Lanoue Jason, St Louis Sarah, Little Celeste, Hao Xiuming
Harrow Research and Development Centre, Agriculture & Agri-Food Canada, Harrow, ON, Canada.
Front Plant Sci. 2022 Sep 30;13:983222. doi: 10.3389/fpls.2022.983222. eCollection 2022.
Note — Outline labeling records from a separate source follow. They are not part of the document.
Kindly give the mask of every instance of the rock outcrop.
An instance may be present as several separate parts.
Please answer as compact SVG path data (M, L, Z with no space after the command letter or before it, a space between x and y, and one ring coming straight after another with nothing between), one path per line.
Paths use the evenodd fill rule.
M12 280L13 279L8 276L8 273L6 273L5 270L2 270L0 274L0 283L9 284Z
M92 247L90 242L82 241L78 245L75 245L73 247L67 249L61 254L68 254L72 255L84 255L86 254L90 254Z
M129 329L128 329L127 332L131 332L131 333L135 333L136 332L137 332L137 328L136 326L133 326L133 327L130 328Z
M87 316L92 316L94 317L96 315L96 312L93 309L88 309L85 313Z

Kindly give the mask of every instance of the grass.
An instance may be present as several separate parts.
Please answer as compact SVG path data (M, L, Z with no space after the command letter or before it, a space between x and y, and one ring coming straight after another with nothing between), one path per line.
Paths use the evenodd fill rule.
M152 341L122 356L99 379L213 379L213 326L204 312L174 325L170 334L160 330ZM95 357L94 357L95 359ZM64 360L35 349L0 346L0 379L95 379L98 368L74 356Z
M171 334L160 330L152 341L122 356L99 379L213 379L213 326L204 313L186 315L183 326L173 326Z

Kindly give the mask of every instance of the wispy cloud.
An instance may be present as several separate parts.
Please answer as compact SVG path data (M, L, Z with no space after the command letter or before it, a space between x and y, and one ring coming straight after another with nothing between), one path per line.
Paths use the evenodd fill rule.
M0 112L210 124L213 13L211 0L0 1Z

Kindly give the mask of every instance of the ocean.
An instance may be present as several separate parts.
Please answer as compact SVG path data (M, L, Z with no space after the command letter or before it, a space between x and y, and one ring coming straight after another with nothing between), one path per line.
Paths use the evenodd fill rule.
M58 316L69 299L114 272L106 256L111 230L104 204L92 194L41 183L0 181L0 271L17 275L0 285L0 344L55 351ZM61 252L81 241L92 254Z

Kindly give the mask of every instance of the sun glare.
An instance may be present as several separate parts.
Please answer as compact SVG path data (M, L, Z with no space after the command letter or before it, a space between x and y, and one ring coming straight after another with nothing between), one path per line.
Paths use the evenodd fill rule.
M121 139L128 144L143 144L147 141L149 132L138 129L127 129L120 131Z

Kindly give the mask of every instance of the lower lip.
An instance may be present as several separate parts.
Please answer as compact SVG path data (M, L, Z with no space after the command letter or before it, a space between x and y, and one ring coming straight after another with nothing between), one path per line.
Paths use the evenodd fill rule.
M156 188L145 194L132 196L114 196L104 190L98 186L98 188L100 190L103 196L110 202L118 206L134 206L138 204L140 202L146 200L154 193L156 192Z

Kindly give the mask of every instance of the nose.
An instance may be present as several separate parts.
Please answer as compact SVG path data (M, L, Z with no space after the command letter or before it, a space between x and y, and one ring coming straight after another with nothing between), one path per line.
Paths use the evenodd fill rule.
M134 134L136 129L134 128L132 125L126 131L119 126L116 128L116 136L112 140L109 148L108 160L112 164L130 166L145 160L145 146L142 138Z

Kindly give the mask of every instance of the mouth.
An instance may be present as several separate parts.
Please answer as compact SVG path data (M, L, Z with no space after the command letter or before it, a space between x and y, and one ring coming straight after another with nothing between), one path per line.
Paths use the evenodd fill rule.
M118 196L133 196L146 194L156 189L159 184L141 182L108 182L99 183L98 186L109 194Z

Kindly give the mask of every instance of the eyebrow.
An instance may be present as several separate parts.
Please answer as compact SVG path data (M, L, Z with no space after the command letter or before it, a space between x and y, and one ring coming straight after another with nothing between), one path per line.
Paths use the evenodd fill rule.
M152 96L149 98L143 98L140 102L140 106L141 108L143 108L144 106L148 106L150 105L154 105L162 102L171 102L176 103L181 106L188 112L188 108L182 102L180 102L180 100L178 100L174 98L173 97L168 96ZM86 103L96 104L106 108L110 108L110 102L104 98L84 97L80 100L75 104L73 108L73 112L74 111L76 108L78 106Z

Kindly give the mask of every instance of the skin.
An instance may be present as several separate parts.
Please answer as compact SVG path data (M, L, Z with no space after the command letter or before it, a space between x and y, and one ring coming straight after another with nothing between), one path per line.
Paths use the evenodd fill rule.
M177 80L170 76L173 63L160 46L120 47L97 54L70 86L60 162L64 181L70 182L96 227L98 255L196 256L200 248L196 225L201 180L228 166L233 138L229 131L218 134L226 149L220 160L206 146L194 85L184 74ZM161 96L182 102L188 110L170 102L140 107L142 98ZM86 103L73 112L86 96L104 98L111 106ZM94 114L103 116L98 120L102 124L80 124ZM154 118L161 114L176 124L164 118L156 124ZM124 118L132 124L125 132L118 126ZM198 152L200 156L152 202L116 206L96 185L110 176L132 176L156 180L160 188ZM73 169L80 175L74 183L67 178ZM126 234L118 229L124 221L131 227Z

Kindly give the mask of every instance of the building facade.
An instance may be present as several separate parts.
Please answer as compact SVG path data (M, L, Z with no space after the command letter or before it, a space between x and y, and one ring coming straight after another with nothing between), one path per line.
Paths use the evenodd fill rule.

Microgreens represent a fast growing segment of the edible greens industry. They are prized for their colour, texture, and flavour. Compared to their mature counterparts, microgreens have much higher antioxidant and nutrient content categorizing them as a functional food. However, current production practices in plant factories with artificial light are energy intensive. Specifically, the lack of sunlight within the indoor structure means all of the light must be provided energy consuming light fixtures, which is energy intensive and costly. Plant growth is usually increased with the total amount of light provided to the plants - daily light integral (DLI). Long photoperiods of low intensity lighting (greater than 18h) providing the desired/target DLI can reduce the capital costs for light fixtures and electricity costs. This is achieved by moving the electricity use from peak daytime hours (high price) to off-peak hours (low price) during the night in regions with time-based pricing scheme and lowering the electricity use for air conditioning, if plant growth is not compromised. However, lighting with photoperiods longer than tolerance thresholds (species/cultivar specific) usually leads to plant stress/damage. Therefore, we investigated the effects of continuous 24h white light (CL) at two DLIs (~14 and 21 mol m d) on plant growth, yield, and antioxidant content on 4 types of microgreens - amaranth, collard greens, green basil, and purple basil to see if it compromises microgreen production. It was found that amaranth and green basil had larger fresh biomass when grown under CL compared to 16h when the DLIs were the same. In addition, purple basil had higher biomass at higher DLI, but was unaffected by photoperiods. Plants grown under the CL treatments had higher energy-use-efficiencies for lighting (10-42%) than plants grown under the 16h photoperiods at the same DLI. Notably, the electricity cost per unit of fresh biomass ($ g) was reduced (8-38%) in all microgreens studied when plants were grown under CL lighting at the same DLIs. Amaranth and collard greens also had higher antioxidant content. Taken together, growing microgreens under CL can reduce electricity costs and increase yield while maintaining or improving nutritional content.
微型蔬菜是可食用蔬菜产业中快速增长的一个部分。它们因其颜色、质地和风味而备受珍视。与成熟的同类蔬菜相比,微型蔬菜具有更高的抗氧化剂和营养成分含量,因此被归类为功能性食品。然而,目前人工光照植物工厂的生产方式能源消耗大。具体而言,室内结构缺乏阳光意味着所有的光照都必须由耗能的灯具提供,这既耗能又昂贵。植物的生长通常会随着提供给植物的总光照量——日光照积分(DLI)的增加而增加。低强度光照(大于18小时)的长光周期提供所需的/目标DLI可以降低灯具的资本成本和电力成本。这是通过在有分时电价方案的地区,将用电时间从白天的高峰时段(高价)转移到夜间的非高峰时段(低价)来实现的,并且如果不影响植物生长,还可以降低空调的用电量。然而,光周期长于耐受阈值(因物种/品种而异)的光照通常会导致植物应激/受损。因此,我们研究了两种DLI(约14和21摩尔·米²·天)下的连续24小时白光(CL)对苋菜、羽衣甘蓝、绿罗勒和紫罗勒这4种微型蔬菜的植物生长、产量和抗氧化剂含量的影响,以确定其是否会影响微型蔬菜的生产。结果发现,在相同DLI下,苋菜和绿罗勒在CL光照下生长时的鲜生物量比16小时光照时更大。此外,紫罗勒在较高DLI时生物量更高,但不受光周期的影响。与在相同DLI下16小时光周期生长的植物相比,CL处理下生长的植物具有更高的光照能源利用效率(10 - 42%)。值得注意的是,当植物在相同DLI下的CL光照下生长时,所有研究的微型蔬菜每单位鲜生物量的电费(美元/克)都降低了(8 - 38%)。苋菜和羽衣甘蓝的抗氧化剂含量也更高。综上所述,在CL光照下种植微型蔬菜可以降低电费并提高产量,同时保持或改善营养成分。